You make this oath on penalty of perjury every time you cast a ballot. The affidavit in the language quoted above would be redundant, although it would amount to some hazing at the polling place. And that kind of stuff does happen.
When I went to vote in 2012, and I got to the front of the line that included “T,” the election judge stabbed a finger at the oath and asked, in kind of a demanding way, “Do you know what this is?” For those of you who don’t know, this is in a precinct that includes the Country Club neighborhood in Edina. I’d lived in the same house for 31 years on election day in 2012.
Later, I regretted not getting the name of the election judge to take it up with the City Clerk, our city’s chief — and very good — election official.
But I digress.
The proposed language would not have changed anything that you to swear to in order to vote, but it might have chased some legally-entitled people away. Perhaps obviously, not me. As MPR says, you could still vote without a photo voter ID that met the criteria.*
In 2003, though, photo voter ID was a sleeper issue, really hardly understood by people, probably including a lot of legislators, for the power of it as a disenfranchisement tool wielded by the GOP. Some people, such as Keith Ellison, and perhaps Matt Entenza, clearly did understand it.
Some eighty percent of voters polled in the year before the election in 2012 thought that photo voter ID was just peachy. If you had asked me in 2003 what I thought about such a requirement, I probably would have said that it sounded like a reasonable idea.

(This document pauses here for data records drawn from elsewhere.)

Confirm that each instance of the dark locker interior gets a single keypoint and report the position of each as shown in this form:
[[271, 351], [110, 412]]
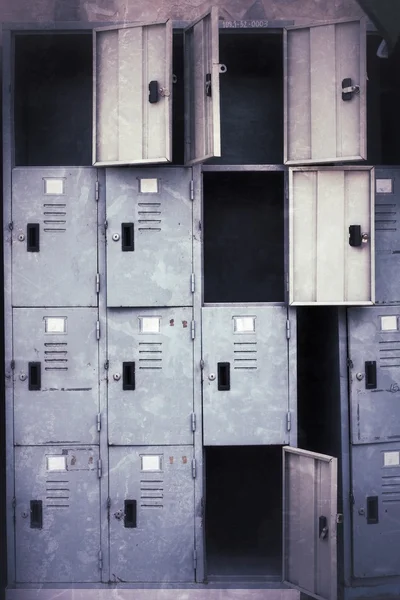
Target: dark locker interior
[[53, 99], [243, 518], [251, 98], [383, 101], [243, 226]]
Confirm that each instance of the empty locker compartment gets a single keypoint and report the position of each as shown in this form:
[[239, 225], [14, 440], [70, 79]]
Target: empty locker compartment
[[54, 86], [151, 516], [243, 237], [57, 514]]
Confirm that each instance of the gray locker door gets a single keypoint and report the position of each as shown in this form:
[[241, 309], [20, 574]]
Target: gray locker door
[[387, 236], [202, 98], [376, 510], [245, 376], [54, 237], [150, 391], [132, 105], [57, 524], [152, 514], [56, 395], [374, 352], [327, 264], [149, 237], [324, 120], [309, 522]]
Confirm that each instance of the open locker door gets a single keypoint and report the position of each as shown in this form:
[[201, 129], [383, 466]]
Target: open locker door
[[132, 94], [309, 522], [202, 98], [325, 93]]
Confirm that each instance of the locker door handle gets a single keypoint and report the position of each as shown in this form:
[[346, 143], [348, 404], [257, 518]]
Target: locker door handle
[[370, 375], [130, 517], [153, 92], [128, 376], [32, 237], [372, 510], [323, 527], [36, 514], [224, 376], [127, 237], [34, 376]]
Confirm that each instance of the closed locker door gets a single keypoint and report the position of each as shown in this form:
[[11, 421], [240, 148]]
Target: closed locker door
[[56, 395], [57, 515], [387, 236], [245, 376], [150, 391], [149, 237], [376, 510], [374, 358], [152, 514], [54, 237]]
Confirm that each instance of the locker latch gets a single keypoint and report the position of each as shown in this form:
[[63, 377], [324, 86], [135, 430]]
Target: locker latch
[[348, 89]]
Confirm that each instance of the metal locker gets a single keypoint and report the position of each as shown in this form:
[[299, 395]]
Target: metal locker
[[325, 89], [387, 238], [56, 381], [374, 358], [331, 235], [132, 104], [57, 524], [152, 514], [202, 97], [150, 391], [54, 237], [149, 237], [246, 375], [309, 522], [376, 510]]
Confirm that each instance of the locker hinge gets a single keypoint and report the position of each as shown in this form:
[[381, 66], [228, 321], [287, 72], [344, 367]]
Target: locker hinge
[[194, 558], [288, 420], [193, 419]]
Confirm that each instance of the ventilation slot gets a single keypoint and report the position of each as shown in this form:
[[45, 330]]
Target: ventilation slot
[[245, 356]]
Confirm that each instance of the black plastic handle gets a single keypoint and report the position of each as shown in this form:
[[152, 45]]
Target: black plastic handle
[[34, 376], [127, 237], [36, 514], [32, 237], [370, 375], [128, 376], [153, 92], [355, 236], [372, 510], [224, 376], [130, 518]]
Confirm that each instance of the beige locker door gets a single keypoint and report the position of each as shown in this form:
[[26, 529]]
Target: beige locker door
[[130, 125], [323, 123], [202, 98], [309, 522], [330, 210]]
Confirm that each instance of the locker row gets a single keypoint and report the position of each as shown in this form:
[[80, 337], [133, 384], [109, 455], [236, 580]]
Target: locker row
[[340, 245]]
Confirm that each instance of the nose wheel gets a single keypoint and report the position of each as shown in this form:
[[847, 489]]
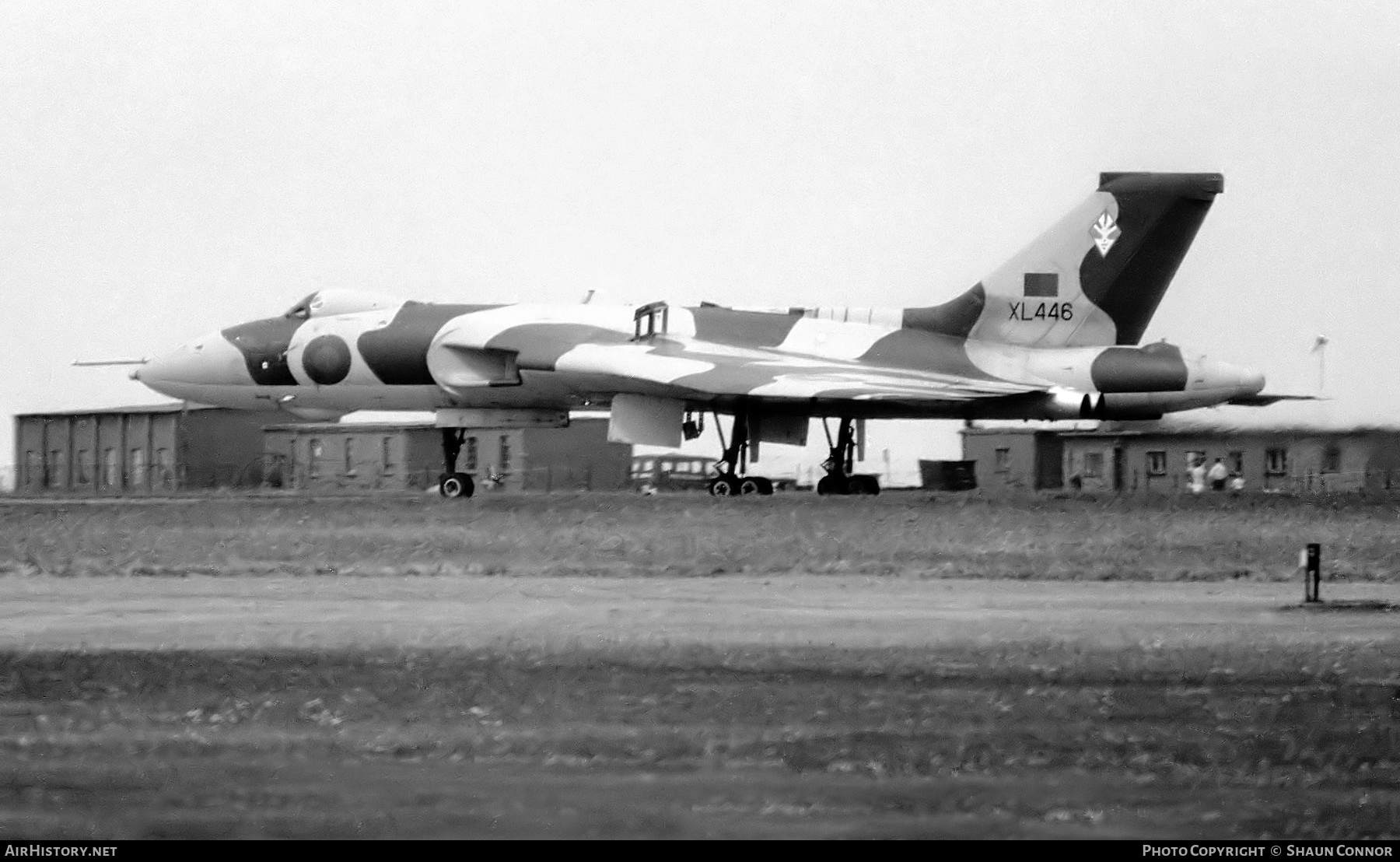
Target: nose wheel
[[454, 485], [839, 479], [733, 479]]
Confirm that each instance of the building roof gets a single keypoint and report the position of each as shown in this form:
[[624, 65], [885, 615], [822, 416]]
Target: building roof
[[1003, 429], [167, 408], [1196, 429], [352, 427], [394, 427]]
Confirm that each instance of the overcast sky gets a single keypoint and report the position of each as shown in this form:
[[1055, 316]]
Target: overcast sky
[[170, 168]]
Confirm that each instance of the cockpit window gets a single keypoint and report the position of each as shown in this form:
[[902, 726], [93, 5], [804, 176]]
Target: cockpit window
[[301, 310], [325, 303]]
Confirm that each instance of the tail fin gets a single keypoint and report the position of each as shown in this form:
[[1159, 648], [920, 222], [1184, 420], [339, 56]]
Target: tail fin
[[1095, 278]]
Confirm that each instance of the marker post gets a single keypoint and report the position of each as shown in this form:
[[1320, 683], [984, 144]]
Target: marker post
[[1311, 562]]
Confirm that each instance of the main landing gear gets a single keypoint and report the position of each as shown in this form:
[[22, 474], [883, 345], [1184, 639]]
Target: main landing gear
[[839, 478], [733, 465], [453, 483]]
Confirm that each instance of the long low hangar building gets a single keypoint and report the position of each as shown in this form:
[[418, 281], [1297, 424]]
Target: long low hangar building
[[143, 448], [1155, 458], [161, 448], [328, 457]]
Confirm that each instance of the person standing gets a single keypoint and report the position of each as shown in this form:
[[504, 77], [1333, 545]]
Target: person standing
[[1218, 475], [1197, 475]]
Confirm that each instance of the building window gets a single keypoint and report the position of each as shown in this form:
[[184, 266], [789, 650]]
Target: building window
[[1092, 465], [1157, 464], [111, 465], [164, 468], [138, 469]]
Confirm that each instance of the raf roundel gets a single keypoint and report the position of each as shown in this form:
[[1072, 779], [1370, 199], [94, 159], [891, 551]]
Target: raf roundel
[[327, 360]]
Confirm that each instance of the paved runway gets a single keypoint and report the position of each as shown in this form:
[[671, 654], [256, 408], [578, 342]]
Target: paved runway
[[818, 611]]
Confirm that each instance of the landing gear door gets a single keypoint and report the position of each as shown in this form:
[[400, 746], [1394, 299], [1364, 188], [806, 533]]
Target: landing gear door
[[651, 422], [776, 429]]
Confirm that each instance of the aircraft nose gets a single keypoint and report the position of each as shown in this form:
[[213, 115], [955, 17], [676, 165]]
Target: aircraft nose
[[206, 361]]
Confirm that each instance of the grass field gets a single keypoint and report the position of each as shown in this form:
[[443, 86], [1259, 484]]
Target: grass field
[[906, 534], [679, 667]]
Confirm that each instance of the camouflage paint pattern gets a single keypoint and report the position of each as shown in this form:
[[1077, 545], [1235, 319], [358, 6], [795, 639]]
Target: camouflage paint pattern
[[1046, 335]]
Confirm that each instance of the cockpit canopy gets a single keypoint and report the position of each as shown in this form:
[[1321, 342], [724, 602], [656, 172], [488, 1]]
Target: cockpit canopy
[[325, 303]]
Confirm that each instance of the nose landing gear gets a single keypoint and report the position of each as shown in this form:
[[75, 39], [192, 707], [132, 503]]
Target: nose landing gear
[[839, 478], [451, 483], [731, 468]]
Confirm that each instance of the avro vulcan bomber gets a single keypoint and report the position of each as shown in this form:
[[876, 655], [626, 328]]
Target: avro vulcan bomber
[[1052, 333]]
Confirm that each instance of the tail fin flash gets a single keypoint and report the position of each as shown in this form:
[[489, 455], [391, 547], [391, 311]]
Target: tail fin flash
[[1095, 278]]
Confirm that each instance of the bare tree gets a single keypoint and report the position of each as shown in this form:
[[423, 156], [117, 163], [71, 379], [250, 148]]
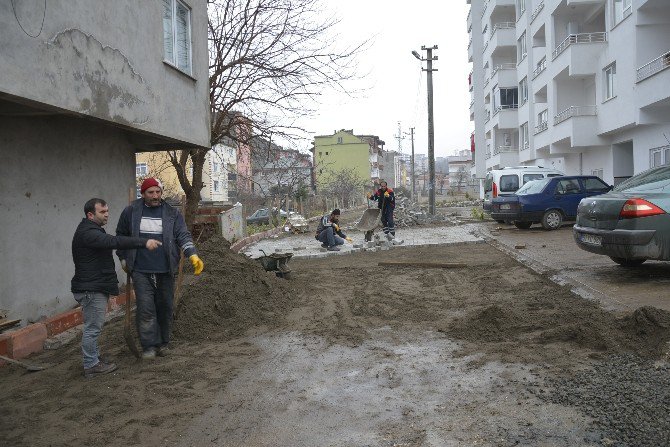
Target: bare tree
[[345, 185], [269, 62]]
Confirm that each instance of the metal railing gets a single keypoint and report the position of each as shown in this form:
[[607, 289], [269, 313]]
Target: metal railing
[[651, 68], [506, 66], [486, 4], [540, 67], [578, 38], [536, 11], [575, 111], [504, 149]]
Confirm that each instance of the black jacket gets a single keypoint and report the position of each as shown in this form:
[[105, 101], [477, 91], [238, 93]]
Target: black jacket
[[93, 260], [176, 236]]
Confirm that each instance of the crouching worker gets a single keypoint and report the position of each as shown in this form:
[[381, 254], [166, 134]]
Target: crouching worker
[[329, 233], [95, 277]]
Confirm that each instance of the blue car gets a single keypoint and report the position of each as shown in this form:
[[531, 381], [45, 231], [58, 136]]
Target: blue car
[[549, 201]]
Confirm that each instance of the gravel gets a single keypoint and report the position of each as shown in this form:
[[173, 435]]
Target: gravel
[[627, 397]]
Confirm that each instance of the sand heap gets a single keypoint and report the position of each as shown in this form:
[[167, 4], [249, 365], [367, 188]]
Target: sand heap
[[233, 294]]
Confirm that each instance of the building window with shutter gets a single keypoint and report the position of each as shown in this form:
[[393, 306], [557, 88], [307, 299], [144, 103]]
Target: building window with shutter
[[177, 35]]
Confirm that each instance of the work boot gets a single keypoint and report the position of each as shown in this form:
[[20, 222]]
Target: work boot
[[100, 368], [149, 354]]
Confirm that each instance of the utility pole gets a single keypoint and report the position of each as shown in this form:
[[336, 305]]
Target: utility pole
[[431, 131], [412, 168]]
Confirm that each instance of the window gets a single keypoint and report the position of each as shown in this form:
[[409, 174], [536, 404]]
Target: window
[[621, 9], [523, 90], [659, 156], [521, 47], [565, 187], [177, 34], [609, 77], [520, 8], [141, 169], [595, 185], [523, 134]]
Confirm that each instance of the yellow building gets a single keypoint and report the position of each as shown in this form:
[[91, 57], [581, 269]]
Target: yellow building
[[344, 150]]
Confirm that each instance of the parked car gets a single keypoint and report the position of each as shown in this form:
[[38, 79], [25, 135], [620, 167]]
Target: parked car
[[262, 216], [506, 181], [631, 223], [550, 201]]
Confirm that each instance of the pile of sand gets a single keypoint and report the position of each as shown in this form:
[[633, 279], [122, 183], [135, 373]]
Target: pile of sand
[[233, 294]]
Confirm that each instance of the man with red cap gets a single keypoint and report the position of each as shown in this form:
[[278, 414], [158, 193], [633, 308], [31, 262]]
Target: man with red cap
[[153, 272]]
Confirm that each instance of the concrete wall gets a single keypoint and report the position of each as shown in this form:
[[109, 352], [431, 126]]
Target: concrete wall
[[105, 59], [51, 166]]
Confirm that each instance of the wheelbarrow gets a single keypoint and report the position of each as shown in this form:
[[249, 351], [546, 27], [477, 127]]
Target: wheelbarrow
[[276, 262]]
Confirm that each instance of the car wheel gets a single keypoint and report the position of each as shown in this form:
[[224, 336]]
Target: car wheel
[[552, 220], [624, 262]]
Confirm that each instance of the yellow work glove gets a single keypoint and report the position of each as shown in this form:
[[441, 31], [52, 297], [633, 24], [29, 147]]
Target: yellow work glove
[[198, 265]]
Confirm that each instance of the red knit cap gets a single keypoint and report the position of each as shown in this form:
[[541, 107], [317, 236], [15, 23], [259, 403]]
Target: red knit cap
[[148, 183]]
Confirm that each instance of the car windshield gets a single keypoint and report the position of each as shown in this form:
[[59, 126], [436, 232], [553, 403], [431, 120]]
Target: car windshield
[[533, 187], [660, 174]]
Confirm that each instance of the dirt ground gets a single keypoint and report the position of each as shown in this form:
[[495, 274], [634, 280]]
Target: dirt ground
[[344, 353]]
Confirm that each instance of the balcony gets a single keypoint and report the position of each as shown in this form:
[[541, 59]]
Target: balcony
[[504, 74], [505, 117], [652, 92], [541, 127], [651, 68], [537, 11], [576, 39], [575, 111], [577, 124]]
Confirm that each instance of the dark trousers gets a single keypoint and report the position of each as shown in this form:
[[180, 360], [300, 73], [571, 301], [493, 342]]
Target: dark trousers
[[154, 293], [387, 221]]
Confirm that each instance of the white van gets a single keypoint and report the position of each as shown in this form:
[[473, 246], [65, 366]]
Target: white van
[[506, 181]]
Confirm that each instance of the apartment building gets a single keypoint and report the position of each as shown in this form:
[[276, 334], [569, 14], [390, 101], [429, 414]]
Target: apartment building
[[576, 85]]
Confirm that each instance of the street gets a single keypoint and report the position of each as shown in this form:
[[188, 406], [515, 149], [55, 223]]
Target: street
[[346, 352]]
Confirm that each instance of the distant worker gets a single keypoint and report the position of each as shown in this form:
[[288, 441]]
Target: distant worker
[[153, 273], [386, 203], [95, 278], [329, 232]]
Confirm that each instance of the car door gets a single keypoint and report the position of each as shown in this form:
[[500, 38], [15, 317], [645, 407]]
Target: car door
[[567, 196]]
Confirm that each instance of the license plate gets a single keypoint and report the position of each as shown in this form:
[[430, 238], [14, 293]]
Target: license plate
[[591, 239]]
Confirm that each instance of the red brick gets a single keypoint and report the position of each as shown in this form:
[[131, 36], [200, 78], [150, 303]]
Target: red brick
[[62, 322], [27, 340]]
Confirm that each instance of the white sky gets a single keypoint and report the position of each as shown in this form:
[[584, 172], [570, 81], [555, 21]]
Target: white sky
[[395, 88]]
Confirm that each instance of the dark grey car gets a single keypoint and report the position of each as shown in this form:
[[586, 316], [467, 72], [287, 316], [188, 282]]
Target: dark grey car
[[630, 224]]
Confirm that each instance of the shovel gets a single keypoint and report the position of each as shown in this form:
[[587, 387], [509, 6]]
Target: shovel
[[31, 368]]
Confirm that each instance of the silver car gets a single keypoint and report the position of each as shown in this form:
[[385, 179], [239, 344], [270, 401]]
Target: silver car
[[630, 224]]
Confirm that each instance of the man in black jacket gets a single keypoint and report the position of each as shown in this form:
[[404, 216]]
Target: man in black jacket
[[95, 277]]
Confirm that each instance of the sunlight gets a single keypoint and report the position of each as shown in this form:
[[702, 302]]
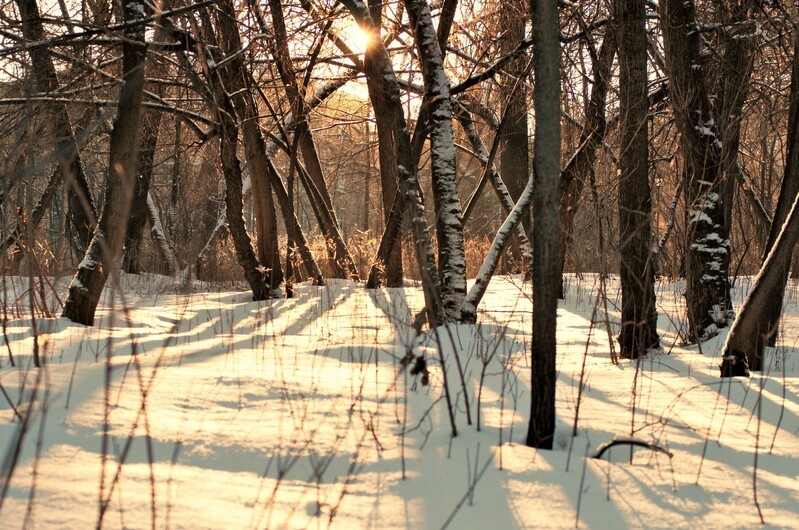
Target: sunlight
[[356, 37]]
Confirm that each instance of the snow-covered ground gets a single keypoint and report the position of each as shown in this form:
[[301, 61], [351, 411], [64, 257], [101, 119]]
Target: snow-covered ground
[[298, 413]]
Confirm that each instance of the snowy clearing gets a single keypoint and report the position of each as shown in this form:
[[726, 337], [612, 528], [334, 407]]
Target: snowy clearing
[[298, 414]]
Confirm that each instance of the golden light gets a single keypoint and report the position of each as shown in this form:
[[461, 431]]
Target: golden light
[[357, 37]]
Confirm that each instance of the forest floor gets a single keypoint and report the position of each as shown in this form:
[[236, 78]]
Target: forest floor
[[298, 413]]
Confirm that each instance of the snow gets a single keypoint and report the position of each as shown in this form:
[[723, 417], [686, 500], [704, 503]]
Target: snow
[[297, 413]]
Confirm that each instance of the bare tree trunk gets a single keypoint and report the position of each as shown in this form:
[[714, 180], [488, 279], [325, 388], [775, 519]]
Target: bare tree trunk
[[82, 211], [789, 189], [134, 233], [255, 148], [106, 244], [514, 159], [223, 81], [379, 68], [758, 318], [575, 174], [736, 71], [638, 317], [391, 262], [707, 245], [546, 55], [343, 264], [160, 238], [449, 227]]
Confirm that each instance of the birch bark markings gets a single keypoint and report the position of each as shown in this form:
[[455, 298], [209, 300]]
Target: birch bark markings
[[386, 93], [343, 264], [449, 226], [638, 317]]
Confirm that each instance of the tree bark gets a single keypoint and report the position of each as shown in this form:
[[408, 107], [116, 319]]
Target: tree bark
[[788, 191], [514, 161], [707, 245], [387, 90], [106, 244], [343, 264], [134, 233], [241, 92], [638, 316], [758, 318], [449, 226], [82, 211], [575, 174], [546, 167]]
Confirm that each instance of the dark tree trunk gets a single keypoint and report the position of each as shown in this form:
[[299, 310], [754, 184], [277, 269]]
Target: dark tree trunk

I’ve learned since then about the consequences, and some elderly nuns in Indiana have, too.
If I can change my mind — or even just form a more informed opinion — can’t our public officials do that, too?
Just asking.
It is a good thing people can change their minds, isn’t it?
The same could be said about changing attitudes about gay marriage. In 2003, I didn’t know any gay or lesbian people who were part of a family, had kids, or wanted to get married; I didn’t know that I did, anyway. I am sure I would have told you that I thought it was a silly idea.
And no less a liberal lion than Paul Wellstone voted for the federal Defense of Marriage Act, a vote that he came to publically regret; it does seem that Rebecca Otto was unalterably opposed to the two constitutional amendments on the ballot in 2012.
If photo voter ID and gay marriage are litmus-paper issues for you — and they probably are for more primary voters than the general population — Entenza has to get your vote. I am not here to tell you who to vote for — none of you would listen to me, anyway — but I do hope that you will take a little more nuanced view of it than that, and decide who you think would make the better state auditor.
*Update: In other words, a photo ID wasn’t actually a requirement to vote under the bill. That does make it different, perhaps a lot different, than the photo voter ID bill that Mark Dayton vetoed in 2011, or even the constitutional amendment on the 2012 ballot.